The CEOs at the hearing denied all responsibility for climate change and climate denial, but activists highlighted the ongoing negative impacts of their operations.

“Chevron is still hiding the impacts of fracking in Argentina and oil and gas extraction in the Ecuadorian Amazon. Exxon is homing in on the Brazilian northeast as we speak without consulting the traditional communities affected by their drilling,” said 350.org’s Zugmanthe. “What we’re seeing here is an expansion of the fossil fuel frontiers. If that oil doesn’t stay in the ground, we will exceed the limit established to contain the climate emergency.”

On Oct. 24, fishermen in Brazil protested ExxonMobil’s attempt at drilling for oil without consulting the traditional communities impacted by the activity. They had filed a request for the annulment of ExxonMobil’s drilling permits just weeks before.

Big Oil continues to fund climate denial

Ro Khanna, chair of the congressional environmental subcommittee and a leading critic of the oil and gas industry, questioned the executives on their continued financial support for present-day climate denial campaigns through their membership in the American Petroleum Institute, which ran recent multimillion-dollar campaigns against electric vehicles and a methane gas tax.

“You are funding these groups,” Khanna said at the Oct. 28 hearing, “If your money is going to organizations that are against the fundamental values that you claim you stand for, don’t you think you have some obligation to monitor where the money is going?”

The executives refused Khanna’s call for them to pledge to stop funding groups actively engaged in climate disinformation.

With the United Nations’ COP26 climate summit now underway, pressure is mounting on the world’s largest fossil fuel companies to reckon with the errors of their past and demonstrate a real change in their approach.

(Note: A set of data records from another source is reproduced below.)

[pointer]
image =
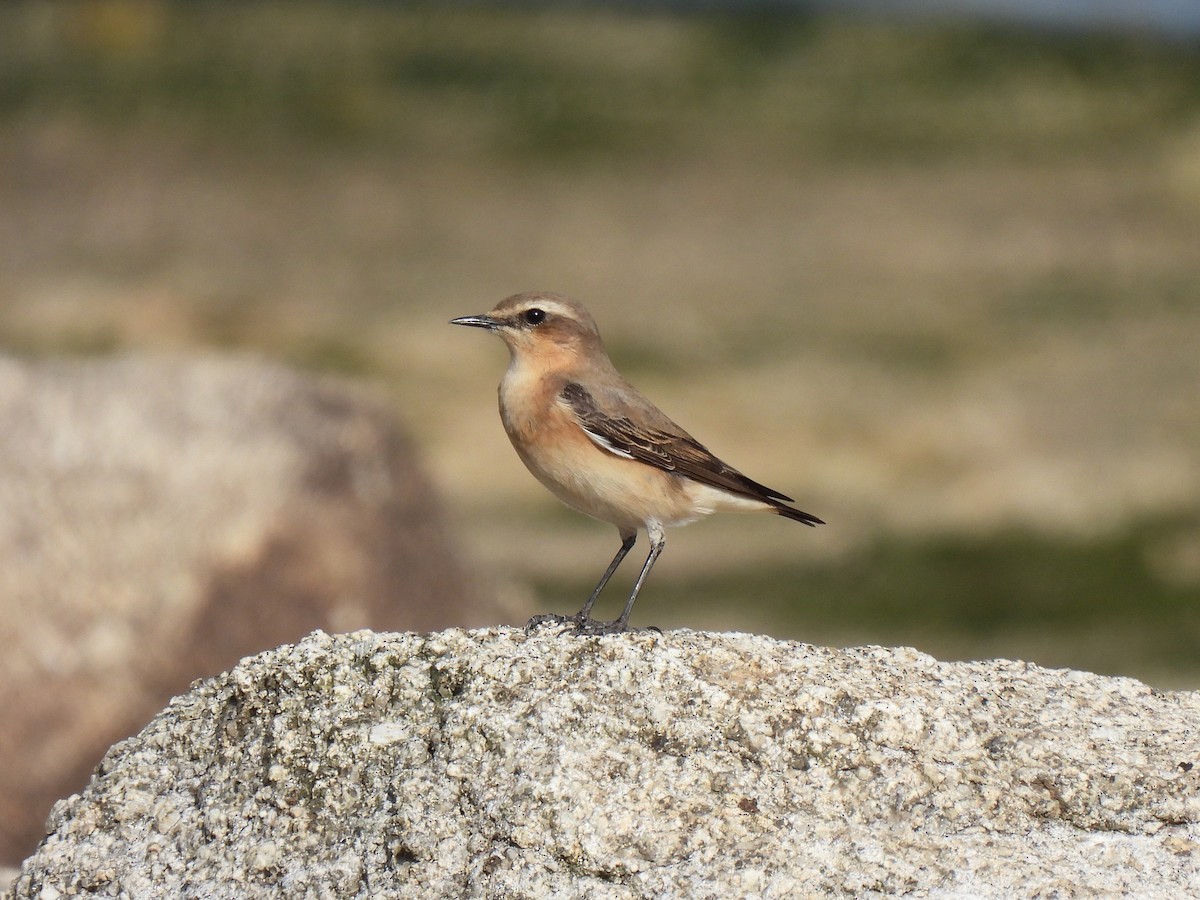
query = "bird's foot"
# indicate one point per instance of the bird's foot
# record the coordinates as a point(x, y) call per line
point(586, 625)
point(552, 619)
point(594, 628)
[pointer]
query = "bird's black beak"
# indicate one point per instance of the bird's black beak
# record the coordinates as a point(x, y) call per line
point(477, 322)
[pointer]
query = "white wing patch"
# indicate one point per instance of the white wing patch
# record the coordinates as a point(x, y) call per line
point(605, 444)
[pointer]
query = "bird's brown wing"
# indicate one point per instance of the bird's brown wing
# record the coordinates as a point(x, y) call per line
point(671, 450)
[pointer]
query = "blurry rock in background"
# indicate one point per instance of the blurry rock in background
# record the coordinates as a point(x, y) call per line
point(160, 519)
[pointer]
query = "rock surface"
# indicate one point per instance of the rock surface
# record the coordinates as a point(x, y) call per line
point(162, 517)
point(685, 765)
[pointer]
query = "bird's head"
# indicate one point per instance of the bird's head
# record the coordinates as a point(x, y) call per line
point(541, 327)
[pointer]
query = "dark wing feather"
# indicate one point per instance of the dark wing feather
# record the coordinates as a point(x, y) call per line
point(667, 450)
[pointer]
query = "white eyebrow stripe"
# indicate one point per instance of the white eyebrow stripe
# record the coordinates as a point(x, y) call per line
point(605, 444)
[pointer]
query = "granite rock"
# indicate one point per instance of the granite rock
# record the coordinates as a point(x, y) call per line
point(162, 517)
point(685, 765)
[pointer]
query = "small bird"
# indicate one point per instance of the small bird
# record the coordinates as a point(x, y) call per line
point(599, 445)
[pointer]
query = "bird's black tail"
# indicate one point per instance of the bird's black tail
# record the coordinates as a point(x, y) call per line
point(790, 513)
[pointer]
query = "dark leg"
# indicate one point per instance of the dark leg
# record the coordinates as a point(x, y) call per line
point(627, 544)
point(591, 627)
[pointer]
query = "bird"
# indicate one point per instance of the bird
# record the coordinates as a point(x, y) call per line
point(600, 445)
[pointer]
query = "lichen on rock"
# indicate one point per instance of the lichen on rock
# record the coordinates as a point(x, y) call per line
point(493, 763)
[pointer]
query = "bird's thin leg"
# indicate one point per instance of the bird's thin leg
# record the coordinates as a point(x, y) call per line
point(589, 627)
point(625, 546)
point(583, 615)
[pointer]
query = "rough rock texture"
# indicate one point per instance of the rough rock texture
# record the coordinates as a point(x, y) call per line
point(492, 763)
point(161, 519)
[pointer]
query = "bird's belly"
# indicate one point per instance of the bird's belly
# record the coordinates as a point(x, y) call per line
point(624, 492)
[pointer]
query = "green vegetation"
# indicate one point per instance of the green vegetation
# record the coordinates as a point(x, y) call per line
point(557, 84)
point(1116, 601)
point(947, 268)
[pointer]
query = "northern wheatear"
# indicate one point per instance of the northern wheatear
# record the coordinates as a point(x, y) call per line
point(599, 445)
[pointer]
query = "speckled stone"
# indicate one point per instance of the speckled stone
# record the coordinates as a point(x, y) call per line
point(496, 765)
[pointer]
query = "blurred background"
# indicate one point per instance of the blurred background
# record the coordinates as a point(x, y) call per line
point(937, 276)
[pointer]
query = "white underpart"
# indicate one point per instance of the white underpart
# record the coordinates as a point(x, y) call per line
point(605, 444)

For Naomi Oreskes, a Harvard historian and co-author of Merchants of Doubt, a book on how fossil fuel companies sowed doubt over climate science in the public arena, the hearing showed that the U.S. oil giants were less forthcoming than their European counterparts.

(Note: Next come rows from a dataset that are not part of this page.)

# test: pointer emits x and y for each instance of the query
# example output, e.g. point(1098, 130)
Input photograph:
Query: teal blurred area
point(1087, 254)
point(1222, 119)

“The admission by the Shell [Oil] CEO [Gretchen Watkins] that her company does plan to reduce emissions, by reducing production — that is to say, that it can be done — was a telling moment,” Oreskes told Mongabay in an email. “The alternative exists, but the US oil and gas companies refuse to embrace it.”

“After four decades of deception and delay, it is time for the fossil fuel industry to finally change its ways,” Maloney said. “It is time for Big Oil to finally join the rest of us in this fight.”